Title: Fatigability and stress reactivity in patients with chronic fatigue syndrome versus healthy controls

Authors: BOGAERTS, Katleen
DOOMS, Ynse
VAN DEN HOUTE, Maaike
Coppieters, Iris
Claes, Stephan
Vergaelen, Elfi
Van den Bergh, Omer
Van Oudenhove, Lukas

Issue Date: 2024

Source: 11th annual scientific conference of the European Association of Psychosomatic
Medicine (EAPM), Lausanne, Switzerland, 2024, June 12-15

Abstract:

Introduction:

Chronic fatigue syndrome (CFS) is a biopsychosocial disorder, with physical and cognitive fatigue and increased fatigability as core symptoms. This study evaluates fatigability and stress reactivity in patients with CFS and healthy controls (HC).

Methods:

Patients with CFS (n=31) and HC (n=24) performed the Maastricht Acute Stress Test (MAST - stress), the Paced Auditory Serial Attention Task (PASAT - mental fatigue), and an arm-leg cycling task (physical fatigue). Before, during and after the three tasks, participants rated subjective stress, intensity of mental fatigue and intensity of physical fatigue, respectively. In addition, data of the Checklist Individual Strength (CIS-20), a questionnaire measuring various aspects of fatigue retrospectively over the past, was collected.

Results:

Patients experienced more stress (main effect of group, p=0.0008), higher mental fatigability (group*time interaction effect, p=0.0368), and higher physical fatigability (group*time interaction effect, p<0.0001) and had a higher score on the CIS-20 questionnaire (p<0.0001) compared to HC. Additionally, patients’ fatigue recovered more slowly up to 24 hours after performing the cycling task (p<0.0001) and the PASAT (p=0.0077) compared to HC. Finally, the link between stress reactivity and fatigability was evaluated using mixed model analyses with AUCg, representing increase in stress scores during the MAST, as independent variable. Participants with a higher stress response experienced higher mental (p=0.0183) and physical fatigue (p=0.0312) during and after the PASAT and cycling task, respectively, and higher clinical daily life fatigue scores on the CIS-20 questionnaire (p=0.0029).

Conclusion:

In accordance with core CFS symptomatology, patients with CFS experience more physical and mental fatigability and they recover more slowly from physical and mental efforts than HC. Additionally, patients with CFS experience higher stress levels compared to controls during a validated stress task. Our results show that subjects who experience more stress, are also prone to experience more core CFS symptoms.
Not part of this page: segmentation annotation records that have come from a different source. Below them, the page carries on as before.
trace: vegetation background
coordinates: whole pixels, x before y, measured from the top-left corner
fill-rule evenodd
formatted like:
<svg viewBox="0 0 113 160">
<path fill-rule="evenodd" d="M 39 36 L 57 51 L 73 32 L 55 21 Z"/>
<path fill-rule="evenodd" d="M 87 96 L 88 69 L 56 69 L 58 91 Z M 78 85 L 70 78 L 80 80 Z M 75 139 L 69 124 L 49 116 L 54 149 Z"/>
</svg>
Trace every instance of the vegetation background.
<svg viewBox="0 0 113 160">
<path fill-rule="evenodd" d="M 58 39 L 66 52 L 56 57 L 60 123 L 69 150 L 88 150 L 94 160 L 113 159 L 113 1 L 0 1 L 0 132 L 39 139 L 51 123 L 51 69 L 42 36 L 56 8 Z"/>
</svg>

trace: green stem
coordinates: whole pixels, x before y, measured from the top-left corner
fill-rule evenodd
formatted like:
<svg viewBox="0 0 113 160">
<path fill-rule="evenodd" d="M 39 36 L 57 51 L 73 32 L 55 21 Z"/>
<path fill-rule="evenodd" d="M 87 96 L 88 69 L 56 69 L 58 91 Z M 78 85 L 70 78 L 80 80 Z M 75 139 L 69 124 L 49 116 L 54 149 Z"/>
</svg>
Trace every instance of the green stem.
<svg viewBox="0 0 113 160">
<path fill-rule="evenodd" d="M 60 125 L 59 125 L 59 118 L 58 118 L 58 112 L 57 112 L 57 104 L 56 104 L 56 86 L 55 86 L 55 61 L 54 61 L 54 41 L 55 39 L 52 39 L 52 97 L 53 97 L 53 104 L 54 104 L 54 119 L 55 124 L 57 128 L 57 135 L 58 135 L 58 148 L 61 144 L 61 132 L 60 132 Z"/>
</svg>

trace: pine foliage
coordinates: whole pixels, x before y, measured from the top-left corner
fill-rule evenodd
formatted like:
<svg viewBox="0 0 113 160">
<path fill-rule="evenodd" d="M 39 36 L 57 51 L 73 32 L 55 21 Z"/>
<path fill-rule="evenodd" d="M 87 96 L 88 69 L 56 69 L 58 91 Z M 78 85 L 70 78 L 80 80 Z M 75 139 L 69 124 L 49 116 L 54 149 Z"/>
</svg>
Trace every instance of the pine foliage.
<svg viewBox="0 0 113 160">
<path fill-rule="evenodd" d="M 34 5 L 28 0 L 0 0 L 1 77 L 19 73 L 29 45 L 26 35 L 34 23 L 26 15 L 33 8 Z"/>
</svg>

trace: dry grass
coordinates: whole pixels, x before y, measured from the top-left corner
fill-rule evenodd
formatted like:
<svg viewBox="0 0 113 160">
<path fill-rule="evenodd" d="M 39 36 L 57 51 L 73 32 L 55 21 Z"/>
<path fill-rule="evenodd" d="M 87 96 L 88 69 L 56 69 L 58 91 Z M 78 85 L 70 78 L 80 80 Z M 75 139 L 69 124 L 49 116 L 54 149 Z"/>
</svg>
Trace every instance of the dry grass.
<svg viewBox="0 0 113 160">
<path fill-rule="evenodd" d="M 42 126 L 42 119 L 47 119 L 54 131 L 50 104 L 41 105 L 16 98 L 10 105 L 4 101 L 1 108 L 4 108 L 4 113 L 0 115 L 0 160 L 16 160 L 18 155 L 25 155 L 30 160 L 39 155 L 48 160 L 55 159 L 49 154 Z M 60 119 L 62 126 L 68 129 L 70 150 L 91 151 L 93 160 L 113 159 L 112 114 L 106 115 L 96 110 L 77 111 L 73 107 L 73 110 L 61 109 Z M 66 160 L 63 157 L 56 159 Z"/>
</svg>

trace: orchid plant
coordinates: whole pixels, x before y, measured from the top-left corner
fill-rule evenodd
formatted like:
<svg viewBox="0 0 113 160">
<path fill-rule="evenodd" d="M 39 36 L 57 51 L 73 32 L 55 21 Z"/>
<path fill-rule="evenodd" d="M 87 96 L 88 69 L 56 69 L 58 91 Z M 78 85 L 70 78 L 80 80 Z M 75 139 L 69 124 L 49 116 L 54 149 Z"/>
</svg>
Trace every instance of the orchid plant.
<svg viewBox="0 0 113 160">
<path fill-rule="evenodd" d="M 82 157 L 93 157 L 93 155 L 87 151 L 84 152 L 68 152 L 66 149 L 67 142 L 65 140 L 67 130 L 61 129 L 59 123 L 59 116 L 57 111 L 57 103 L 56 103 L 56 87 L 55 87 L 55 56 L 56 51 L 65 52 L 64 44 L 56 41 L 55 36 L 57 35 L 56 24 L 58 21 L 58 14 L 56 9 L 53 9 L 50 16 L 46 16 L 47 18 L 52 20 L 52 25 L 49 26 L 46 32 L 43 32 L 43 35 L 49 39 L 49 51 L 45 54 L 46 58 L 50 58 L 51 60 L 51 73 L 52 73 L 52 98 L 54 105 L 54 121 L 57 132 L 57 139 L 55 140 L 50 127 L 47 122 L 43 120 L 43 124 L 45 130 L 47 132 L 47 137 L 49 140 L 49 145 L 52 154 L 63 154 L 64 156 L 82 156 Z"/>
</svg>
Document URI: http://hdl.handle.net/1942/43513
DOI: 10.1016/j.jpsychores.2024.111707
ISI #: 001276847900011
Category: C2
Type: Conference Material
Appears in Collections: Research publications

 
Last edited:
Again some of this would actually make sense if they simply replaced stress with exertion, which in 95-99% of all circumstances is what it actually means. Otherwise it just doesn't, it gets the dynamic backward and nothing else makes sense from that point on.